The 21-item Three-Factor Eating Questionnaire (TFEQ-R21) [24] is a scale that measures three domains of eating behaviour: cognitive restraint (CR), uncontrolled eating (UE) and emotional eating (EE). A shortened 18-item version (TFEQ-R18) with a revised three-factor structure on the basis of CR (six items; the conscious restriction of food intake to control body weight or to promote weight loss), UE (nine items; the tendency to eat more than usual because of a loss of control over intake) and EE (three items; overeating during dysphoric mood states) was developed using data from severely obese participants.
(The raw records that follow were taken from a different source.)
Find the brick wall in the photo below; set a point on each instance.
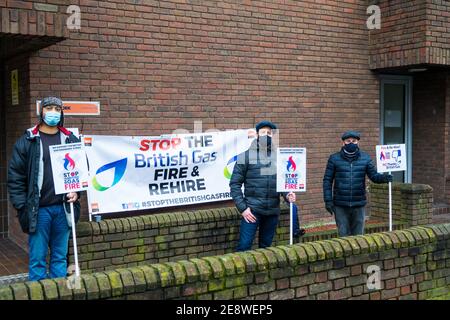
(3, 161)
(127, 242)
(447, 139)
(412, 33)
(402, 37)
(162, 65)
(429, 126)
(413, 264)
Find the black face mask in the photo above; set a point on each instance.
(351, 147)
(265, 141)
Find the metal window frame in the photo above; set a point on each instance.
(407, 81)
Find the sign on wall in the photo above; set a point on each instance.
(15, 87)
(135, 173)
(291, 169)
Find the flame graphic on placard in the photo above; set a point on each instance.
(68, 161)
(291, 166)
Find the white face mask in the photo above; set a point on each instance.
(52, 118)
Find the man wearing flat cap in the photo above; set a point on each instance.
(42, 214)
(344, 185)
(260, 202)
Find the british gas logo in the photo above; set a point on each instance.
(291, 166)
(226, 171)
(119, 168)
(69, 163)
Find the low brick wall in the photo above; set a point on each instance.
(127, 242)
(414, 264)
(412, 204)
This questionnaire has been validated on 313 Malaysian adult workers using exploratory factor analysis and the internal consistency ranged between 0.66 and 0.87 using the Cronbach’s alpha [25].

International physical activity questionnaire (IPAQ)

The International Physical Activity Questionnaire (IPAQ) is a valid and specific tool to measure PA level [26]. IPAQ assesses the physical activity of subjects in the past 7 days. IPAQ generates qualitative and assessment of physical activity including low, moderate and highly active as well as providing the metabolic equivalents (MET) minutes per week (MET min/w) as a quantitative measurement of the amount of activity for subjects. The S-IPAQ has been previously used in studies on Malaysia population [27, 28]. The English and Malay version of S-IPAQ were used in this study.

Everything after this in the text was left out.